I am trying to implement lakehouse monitoring using Inference profile for my inference data that I have, I see that when I create the monitor, two tables get generated profile and drift, I wanted to understand how are these two tables generating automatically? What is it that databricks runs in background when I create a monitor?

Can you please suggest.

Louis_Frolio · ‎03-11-2025

When you create a Databricks Lakehouse Monitoring monitor with an Inference profile, the system automatically generates two metric tables: a profile metrics table and a drift metrics table. Here's how this process works:

Background Processing

When you create a monitor in Databricks Lakehouse Monitoring, the system automatically:

1. Analyzes your inference table data containing model inputs, predictions, and optional ground-truth labels
2. Computes a rich set of metrics based on the data in your table
3. Stores these metrics in two Delta tables in your specified Unity Catalog schema
4. Creates a customizable dashboard to visualize these metrics

The Two Generated Tables

Profile Metrics Table

The profile metrics table (`{output_schema}.{table_name}_profile_metrics`) contains summary statistics for each column and for each combination of time window, slice, and grouping columns. For Inference Log analysis specifically, it includes:

Basic statistics (count, nulls, avg, min, max, etc.)
Model performance metrics like accuracy, precision, recall, and F1-score for classification models
Regression metrics (MSE, RMSE, MAE, etc.) for regression models
Fairness and bias metrics when configured

Drift Metrics Table

The drift metrics table (`{output_schema}.{table_name}_drift_metrics`) contains statistics that track changes in distribution over time. It calculates:

Consecutive drift: Compares metrics between consecutive time windows
Baseline drift: Compares metrics against a baseline distribution (if provided)

How Metrics Are Computed

For an Inference profile, Databricks:

1. Processes your inference table according to the time windows you specified (hourly, daily, weekly, etc.)
2. Computes metrics for each model ID separately, allowing comparison between model versions
3. Calculates both data quality metrics (for model inputs) and model performance metrics (comparing predictions to ground truth labels, if provided)
4. Stores all these metrics in the Delta tables with appropriate metadata (time window, granularity, model ID, etc.)

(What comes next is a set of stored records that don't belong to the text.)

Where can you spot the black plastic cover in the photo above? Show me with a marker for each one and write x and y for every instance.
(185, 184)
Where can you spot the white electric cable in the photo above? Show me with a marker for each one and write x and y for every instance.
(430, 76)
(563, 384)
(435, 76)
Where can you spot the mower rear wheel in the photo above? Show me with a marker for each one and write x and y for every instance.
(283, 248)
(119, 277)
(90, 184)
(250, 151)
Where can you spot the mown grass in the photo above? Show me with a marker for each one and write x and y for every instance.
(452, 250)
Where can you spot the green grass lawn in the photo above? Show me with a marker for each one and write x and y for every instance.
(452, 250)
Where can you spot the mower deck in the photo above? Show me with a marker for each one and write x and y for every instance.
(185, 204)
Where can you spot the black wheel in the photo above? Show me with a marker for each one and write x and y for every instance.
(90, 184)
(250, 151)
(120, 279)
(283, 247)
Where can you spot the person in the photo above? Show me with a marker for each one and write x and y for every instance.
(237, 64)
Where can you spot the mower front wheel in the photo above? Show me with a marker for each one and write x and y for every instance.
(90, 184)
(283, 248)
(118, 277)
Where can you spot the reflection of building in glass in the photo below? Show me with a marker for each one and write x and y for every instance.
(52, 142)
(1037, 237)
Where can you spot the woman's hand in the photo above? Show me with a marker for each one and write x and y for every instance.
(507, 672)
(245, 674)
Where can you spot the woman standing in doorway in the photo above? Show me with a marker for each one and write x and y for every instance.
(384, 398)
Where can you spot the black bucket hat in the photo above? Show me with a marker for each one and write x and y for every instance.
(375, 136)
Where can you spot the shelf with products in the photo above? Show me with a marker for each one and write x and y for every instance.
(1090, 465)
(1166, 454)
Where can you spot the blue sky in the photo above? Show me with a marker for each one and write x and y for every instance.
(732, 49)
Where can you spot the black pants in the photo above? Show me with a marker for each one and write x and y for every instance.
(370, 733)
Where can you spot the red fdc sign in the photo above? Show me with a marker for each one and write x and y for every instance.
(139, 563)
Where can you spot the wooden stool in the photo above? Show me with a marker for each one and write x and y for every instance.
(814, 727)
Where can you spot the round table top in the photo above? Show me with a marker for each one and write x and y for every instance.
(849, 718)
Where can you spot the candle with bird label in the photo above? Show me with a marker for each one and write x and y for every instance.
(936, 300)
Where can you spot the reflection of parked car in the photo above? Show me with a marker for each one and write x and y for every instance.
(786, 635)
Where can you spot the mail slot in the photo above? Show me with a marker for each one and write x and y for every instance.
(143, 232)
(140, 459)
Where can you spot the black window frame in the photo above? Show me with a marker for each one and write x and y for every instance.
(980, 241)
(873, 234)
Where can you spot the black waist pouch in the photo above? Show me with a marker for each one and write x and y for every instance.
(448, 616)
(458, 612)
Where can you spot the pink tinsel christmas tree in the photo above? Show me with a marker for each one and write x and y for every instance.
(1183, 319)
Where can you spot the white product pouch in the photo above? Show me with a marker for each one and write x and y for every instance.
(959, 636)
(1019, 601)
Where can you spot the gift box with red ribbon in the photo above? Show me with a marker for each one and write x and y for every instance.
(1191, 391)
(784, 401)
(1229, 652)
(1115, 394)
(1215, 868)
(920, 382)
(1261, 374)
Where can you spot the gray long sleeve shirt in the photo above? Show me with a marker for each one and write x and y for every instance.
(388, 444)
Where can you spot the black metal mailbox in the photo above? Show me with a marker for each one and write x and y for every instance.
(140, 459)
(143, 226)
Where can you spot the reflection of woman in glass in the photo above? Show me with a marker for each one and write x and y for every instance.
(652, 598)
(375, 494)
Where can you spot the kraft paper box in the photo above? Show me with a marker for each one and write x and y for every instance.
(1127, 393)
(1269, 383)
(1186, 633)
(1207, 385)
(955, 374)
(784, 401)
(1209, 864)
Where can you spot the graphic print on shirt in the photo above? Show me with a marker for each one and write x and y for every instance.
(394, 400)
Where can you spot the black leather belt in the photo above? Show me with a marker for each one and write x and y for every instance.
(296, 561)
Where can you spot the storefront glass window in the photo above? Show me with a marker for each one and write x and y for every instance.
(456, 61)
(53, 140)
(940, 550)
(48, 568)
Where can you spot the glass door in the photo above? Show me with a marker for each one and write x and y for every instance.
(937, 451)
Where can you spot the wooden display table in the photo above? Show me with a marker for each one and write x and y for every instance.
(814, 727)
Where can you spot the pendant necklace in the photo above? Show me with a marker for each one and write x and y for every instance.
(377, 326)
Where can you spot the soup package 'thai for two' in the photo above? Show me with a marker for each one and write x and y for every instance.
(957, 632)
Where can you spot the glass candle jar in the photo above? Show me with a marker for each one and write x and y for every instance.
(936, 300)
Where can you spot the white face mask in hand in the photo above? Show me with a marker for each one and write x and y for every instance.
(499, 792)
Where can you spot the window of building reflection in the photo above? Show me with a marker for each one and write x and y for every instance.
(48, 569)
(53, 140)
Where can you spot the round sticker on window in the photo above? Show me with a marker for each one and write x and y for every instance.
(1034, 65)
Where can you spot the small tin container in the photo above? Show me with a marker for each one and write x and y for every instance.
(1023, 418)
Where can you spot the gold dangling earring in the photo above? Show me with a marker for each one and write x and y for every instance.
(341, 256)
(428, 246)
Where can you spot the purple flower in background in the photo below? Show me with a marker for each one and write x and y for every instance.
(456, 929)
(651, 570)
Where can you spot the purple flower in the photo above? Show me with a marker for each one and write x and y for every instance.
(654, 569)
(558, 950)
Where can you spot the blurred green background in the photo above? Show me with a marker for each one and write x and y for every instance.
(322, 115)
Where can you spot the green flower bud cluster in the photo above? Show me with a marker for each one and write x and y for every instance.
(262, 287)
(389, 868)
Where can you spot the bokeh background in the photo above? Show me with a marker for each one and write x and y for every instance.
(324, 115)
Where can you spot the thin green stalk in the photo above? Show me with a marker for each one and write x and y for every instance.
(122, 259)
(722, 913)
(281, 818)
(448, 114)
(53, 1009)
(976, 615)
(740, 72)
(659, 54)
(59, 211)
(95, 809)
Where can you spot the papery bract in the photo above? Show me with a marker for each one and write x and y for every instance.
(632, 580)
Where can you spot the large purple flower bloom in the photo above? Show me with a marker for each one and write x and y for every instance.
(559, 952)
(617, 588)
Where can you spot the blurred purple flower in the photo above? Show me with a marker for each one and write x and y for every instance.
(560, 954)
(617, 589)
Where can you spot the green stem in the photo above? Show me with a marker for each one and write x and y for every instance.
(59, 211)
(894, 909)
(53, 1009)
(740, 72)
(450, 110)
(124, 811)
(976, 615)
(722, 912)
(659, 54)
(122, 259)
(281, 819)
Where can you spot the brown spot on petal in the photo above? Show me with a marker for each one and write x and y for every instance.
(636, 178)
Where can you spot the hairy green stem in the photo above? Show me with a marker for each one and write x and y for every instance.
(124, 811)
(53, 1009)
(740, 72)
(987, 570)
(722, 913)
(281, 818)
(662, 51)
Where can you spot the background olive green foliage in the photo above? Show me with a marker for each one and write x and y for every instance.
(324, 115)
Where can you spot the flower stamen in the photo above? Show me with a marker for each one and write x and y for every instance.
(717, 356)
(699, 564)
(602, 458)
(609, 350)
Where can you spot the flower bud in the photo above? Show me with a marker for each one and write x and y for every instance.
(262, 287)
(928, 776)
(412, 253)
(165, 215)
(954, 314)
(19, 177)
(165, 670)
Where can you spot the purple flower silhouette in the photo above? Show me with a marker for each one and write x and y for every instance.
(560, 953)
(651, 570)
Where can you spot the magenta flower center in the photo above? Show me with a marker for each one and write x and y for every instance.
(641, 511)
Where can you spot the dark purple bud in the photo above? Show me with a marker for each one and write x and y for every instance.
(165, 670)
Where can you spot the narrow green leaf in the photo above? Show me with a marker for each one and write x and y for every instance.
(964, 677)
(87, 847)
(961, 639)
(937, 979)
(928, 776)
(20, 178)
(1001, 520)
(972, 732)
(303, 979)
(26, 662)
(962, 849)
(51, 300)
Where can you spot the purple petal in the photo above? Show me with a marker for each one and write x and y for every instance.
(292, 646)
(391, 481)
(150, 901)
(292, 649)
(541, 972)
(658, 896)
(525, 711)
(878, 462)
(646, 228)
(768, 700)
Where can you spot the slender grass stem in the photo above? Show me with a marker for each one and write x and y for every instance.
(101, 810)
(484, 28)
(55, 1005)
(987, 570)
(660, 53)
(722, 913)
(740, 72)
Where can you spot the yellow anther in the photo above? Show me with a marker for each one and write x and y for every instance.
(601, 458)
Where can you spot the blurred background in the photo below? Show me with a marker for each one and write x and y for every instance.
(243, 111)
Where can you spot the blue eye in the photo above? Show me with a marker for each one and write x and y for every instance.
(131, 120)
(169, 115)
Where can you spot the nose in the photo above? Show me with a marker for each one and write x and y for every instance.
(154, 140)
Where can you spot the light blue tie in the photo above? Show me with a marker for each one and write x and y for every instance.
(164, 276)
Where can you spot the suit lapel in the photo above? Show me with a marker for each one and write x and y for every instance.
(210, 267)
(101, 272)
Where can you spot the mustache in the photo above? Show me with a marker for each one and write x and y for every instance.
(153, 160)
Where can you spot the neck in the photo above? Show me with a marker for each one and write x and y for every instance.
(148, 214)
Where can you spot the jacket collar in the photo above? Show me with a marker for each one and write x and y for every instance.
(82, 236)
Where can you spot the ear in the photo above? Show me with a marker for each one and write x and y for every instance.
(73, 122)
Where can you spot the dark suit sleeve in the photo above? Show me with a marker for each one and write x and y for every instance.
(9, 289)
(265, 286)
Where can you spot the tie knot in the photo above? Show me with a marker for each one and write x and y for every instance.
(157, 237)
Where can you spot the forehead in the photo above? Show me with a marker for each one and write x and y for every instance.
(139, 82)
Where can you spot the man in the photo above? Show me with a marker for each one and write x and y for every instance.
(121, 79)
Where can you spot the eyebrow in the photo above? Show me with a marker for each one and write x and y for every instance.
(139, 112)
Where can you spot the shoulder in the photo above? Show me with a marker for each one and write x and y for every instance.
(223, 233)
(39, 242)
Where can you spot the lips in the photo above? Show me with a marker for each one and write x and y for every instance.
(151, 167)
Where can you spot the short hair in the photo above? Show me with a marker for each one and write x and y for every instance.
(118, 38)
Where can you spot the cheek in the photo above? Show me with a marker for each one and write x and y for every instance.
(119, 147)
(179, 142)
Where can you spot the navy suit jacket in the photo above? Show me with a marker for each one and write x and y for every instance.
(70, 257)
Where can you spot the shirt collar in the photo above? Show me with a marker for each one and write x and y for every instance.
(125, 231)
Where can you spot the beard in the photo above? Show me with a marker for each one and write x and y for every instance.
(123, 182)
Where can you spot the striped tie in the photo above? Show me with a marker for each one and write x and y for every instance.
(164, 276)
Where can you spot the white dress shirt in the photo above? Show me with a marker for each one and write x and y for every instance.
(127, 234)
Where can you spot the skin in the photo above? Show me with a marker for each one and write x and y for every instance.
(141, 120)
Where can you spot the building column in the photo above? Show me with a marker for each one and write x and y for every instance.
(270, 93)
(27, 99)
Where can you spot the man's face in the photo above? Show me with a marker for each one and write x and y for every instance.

The computation happens as a Databricks job that runs according to your refresh schedule, processing either the full table or incremental changes depending on your configuration.

This automated process eliminates the need for you to manually set up monitoring pipelines, allowing you to focus on analyzing the results through the generated dashboard or by querying the metric tables directly.

Also note, that you are charged for the compute costs to do the work stated above.

Cheers, Louis.